Philip T. (32) gehört zur Gruppe der deutschen Neonazi-Migranten, die rund um das Objekt 21 gar nicht so selten anzutreffen waren. Seine einschlägigen Spuren gehen bis in die 90er Jahre zurück, wo er damals im hessischen Hofgeismar „am Geburtstag Adolf Hitlers mit exakt gescheiteltem Haar und schmalem Oberlippenbart im Unterricht erschien und Parolen rief“.

2005 registrierte ihn „Blick nach Rechts“ als den für den Rundbrief der neonazistischen „Deutschen Bürgerinitiative“ des Manfred Roeder Verantwortlichen. Damals warb er um Spenden für den inhaftierten Manfred Roeder – jetzt sammeln andere für ihn selbst Geld.

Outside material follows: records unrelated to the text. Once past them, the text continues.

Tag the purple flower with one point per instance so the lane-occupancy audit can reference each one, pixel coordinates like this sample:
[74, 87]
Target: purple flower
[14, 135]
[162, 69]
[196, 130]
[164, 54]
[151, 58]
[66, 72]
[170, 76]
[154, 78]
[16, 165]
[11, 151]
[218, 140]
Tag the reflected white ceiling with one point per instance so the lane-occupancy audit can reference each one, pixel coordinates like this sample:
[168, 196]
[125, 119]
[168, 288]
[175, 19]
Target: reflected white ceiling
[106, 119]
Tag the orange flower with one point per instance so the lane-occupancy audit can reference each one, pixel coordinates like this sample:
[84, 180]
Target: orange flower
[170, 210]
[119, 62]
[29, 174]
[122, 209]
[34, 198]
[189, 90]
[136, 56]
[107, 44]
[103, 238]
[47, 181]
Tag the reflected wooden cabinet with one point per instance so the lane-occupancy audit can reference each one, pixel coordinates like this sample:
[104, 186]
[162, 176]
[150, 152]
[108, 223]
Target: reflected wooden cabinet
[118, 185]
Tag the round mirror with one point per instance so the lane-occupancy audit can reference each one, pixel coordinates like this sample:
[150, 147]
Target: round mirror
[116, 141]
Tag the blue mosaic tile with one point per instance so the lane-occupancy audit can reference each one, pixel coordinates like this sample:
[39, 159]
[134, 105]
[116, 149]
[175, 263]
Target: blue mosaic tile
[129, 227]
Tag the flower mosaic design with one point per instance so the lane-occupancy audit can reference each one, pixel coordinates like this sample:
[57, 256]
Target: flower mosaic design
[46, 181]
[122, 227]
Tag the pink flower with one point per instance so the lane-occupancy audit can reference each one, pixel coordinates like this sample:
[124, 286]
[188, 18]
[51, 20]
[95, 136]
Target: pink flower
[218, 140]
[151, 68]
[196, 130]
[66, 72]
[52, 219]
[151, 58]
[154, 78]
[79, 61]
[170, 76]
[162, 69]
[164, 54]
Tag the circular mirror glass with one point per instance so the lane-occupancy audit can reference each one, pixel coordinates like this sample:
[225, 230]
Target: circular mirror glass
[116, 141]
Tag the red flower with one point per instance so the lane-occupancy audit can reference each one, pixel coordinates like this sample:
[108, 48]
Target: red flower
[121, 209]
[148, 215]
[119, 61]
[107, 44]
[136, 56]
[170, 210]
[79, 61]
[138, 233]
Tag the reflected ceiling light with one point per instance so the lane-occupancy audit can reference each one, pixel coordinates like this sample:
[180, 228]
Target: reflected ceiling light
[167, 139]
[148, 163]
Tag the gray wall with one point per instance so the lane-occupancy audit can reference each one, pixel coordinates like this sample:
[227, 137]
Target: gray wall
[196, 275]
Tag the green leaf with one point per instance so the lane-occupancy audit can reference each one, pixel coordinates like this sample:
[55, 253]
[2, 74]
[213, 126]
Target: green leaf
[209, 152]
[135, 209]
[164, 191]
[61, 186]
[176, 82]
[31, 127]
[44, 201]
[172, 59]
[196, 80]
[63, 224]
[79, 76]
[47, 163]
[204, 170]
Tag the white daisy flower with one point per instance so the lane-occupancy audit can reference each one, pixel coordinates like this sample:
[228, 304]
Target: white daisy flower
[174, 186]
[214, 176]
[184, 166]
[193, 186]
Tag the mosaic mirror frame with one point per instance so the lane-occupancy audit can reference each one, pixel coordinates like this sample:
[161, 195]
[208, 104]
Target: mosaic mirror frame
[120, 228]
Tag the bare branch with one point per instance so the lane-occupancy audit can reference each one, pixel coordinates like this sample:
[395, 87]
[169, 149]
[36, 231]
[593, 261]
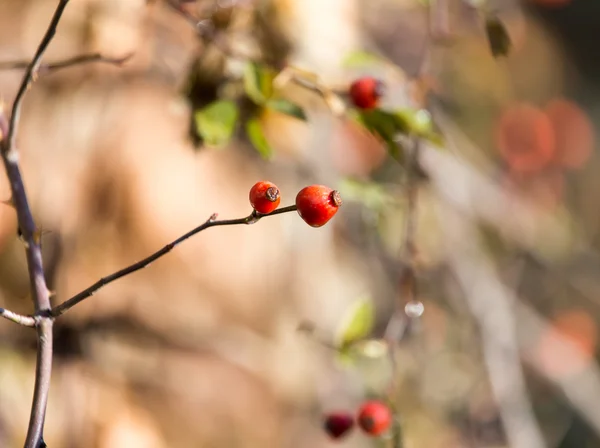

T. hat laut Anklage in Österreich Nazi-Devotionalien und einschlägige Musik vertrieben. Im Welser Prozess zu Objekt 21 beschäftigte sich die Anklage auch mit dem Umstand, dass ein Album mit Nazi-Songs und dem Titel „Reichstrunkenbold – Der Untergrund stirbt nie“ im Lokal der Objekt 21-Neonazis aufgenommen worden war. Die CD wird Philip T. zugeschrieben und ist von ihm auch vertrieben worden. T. war so etwas wie ein Handlungsreisender in Sachen Nazi-Schrott, den er in diversen Wohnungen gelagert hatte. Seinen Mitangeklagten wird von der Anklage vorgeworfen, ihn bei seinen Geschäften unterstützt zu haben bzw. ihn – im Bezirk Mistelbach – beherbergt zu haben.

T. wird aber nicht nur den Besitz und Vertrieb von Nazi-Schrott verantwortlich gemacht, sondern auch für den Besitz verbotener Waffen sowie von Kriegsmaterial. Im Mai 2009, also schon vor dem offiziellen Start von „Objekt 21“, war er bei einer Polizeikontrolle des Autos von Jürgen Windhofer (Chef von Objekt 21) aufgefallen. Am Steuer war damals Manuel Spindler, der zweite und formelle Chef von Objekt 21, im Fonds des Wagens Nazi-Devotionalien und verbotene Waffen. Im Jahr darauf hat er möglicherweise eine Waffe bzw. die dazu passende Visiereinrichtung mit Laserpointer in einem Waffengeschäft in Ebensee (OÖ) erworben.

Beim Prozess in Wels verweigerte Philip T. noch die Antwort, ob er der „Reichstrunkenbold“ von der gleichnamigen CD sei. Beim Verlassen des Verhandlungssaals rief er den Angeklagten zu „Lasst euch nicht unterkriegen, alles für Deutschland!“. Beim Prozess in Korneuburg, der auf drei Tage anberaumt ist und am Mittwoch beginnt, schaut es nach Ansicht seiner Nazi-Kameraden nicht wirklich gut aus für ihn. Sie ergehen sich deshalb in dumpfen Drohungen gegen die „Verräter“, denen sie es zuschreiben, dass Philip T. vor Gericht steht. Unter denen, denen die Drohungen gefallen, befinden sich auch einige Neonazis vom Objekt 21.